1993 Senate Report Card
103d Congress, 1st Session
Hearings held in 1994, with status of printed transcripts Compiled by John A. McGeachy, November 30, 1999 at North Carolina State University
Total # Printed Unprinted %
hearings(1) hearings hearings printed
Aging 15 15 0 100%
Agriculture 18 18 0 100%
Appropriations 54 45 9 83%
Armed Services 31 25 6 81%
Banking 50 49 1 98%
Budget 5 3 2 60%
Commerce 79 76 3 96%
Joint Economic 24 16 8 67%
Energy 62 60 2 97%
Environment 47 46 1 98%
Ethics Study 1 1 0 100%
Finance 41 41 0 100%
Foreign Relations 163 92 71 56%
Government Affairs 56 55 1 98%
Indian Affairs 31 31 0 100%
Intelligence 23 14 9 61%
Judiciary 50 49 1 98%
Labor 66 65 1 99%
Library 1 1 0 100%
Organization 25 25 0 100%
Printing 3 2 1 67%
Rules 14 8 6 57%
Small Buiness 15 14 1 93%
Veterans' Affairs 24 18 6 75%
Total 898 769 129 86%
(1) Arriving at a figure for the total number of hearings held by a committee
is problematical.

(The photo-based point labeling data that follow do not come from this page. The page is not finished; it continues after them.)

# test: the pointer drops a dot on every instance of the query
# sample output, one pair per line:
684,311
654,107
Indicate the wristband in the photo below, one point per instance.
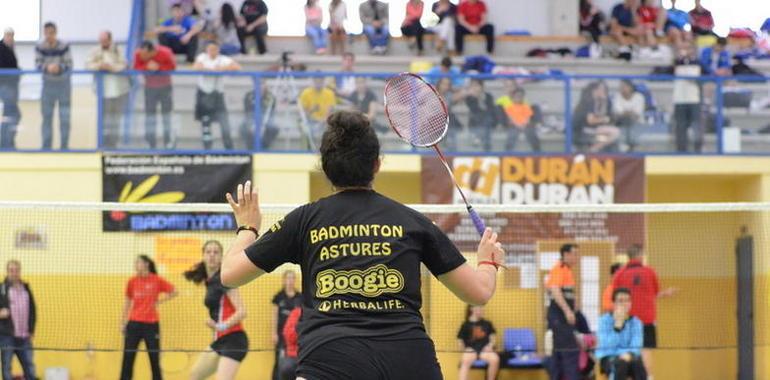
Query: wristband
492,263
247,227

These conventions are used for the numbers in the first
column.
(a) For hearings that have been printed, each physically bound volume is
counted as one hearing. If a single bound volume of a printed hearing
contains the transcript of meetings held on multiple days, it is still counted
as a single hearing.
(b) The Daily Digest section of the Congressional Record is used to identify
unprinted hearings. For unprinted hearings, if the Daily Digest notes the
continuation of hearings on subsequent days, those multiple meetings of a
committee are counted as a single hearing.

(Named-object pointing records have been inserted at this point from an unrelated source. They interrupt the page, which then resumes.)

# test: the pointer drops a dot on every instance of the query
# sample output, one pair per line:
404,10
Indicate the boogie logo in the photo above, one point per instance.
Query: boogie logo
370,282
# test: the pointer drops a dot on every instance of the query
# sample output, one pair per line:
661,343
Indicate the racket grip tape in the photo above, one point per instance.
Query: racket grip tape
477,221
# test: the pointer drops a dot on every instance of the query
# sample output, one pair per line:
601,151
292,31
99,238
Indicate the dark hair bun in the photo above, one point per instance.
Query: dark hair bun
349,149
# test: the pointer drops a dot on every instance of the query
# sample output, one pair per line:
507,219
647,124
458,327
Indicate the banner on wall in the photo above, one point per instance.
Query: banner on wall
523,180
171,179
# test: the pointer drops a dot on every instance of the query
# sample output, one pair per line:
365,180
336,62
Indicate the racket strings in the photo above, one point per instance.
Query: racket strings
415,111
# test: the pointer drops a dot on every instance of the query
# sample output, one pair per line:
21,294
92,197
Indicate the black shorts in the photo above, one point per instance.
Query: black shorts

Frequently, however, it is not possible to determine that a hearing is to be
continued at a later date. And later, when a second date for a hearing
appears in the Daily Digest, sometimes after a considerable length of time
between the committee meetings, the continuation of the hearing will be
counted as a second hearing, and entered separately into the appropriate
database.
Later when (or if) the transcript of this example hearing on multiple days is
printed, it will be noted that the printed volume contains the transcript from
multiple days. Adjustments will then be made in the databases to collapse
multiple records for the multiple meetings of the committee on the hearing
topic into a single record. This will result in a smaller number of "Total #
hearings" than was previously recorded.
(c) Field hearings present additional problems. They are not reported in the
Daily Digest. I have not found a convenient source of them, and would welcome
any suggestions as to how to identify them. The count of hearings contains
only those field hearings that have been printed; and when a new field hearing
is printed and becomes known, its addition will be added to both the "Total #
hearings" and to the "Printed hearings" columns.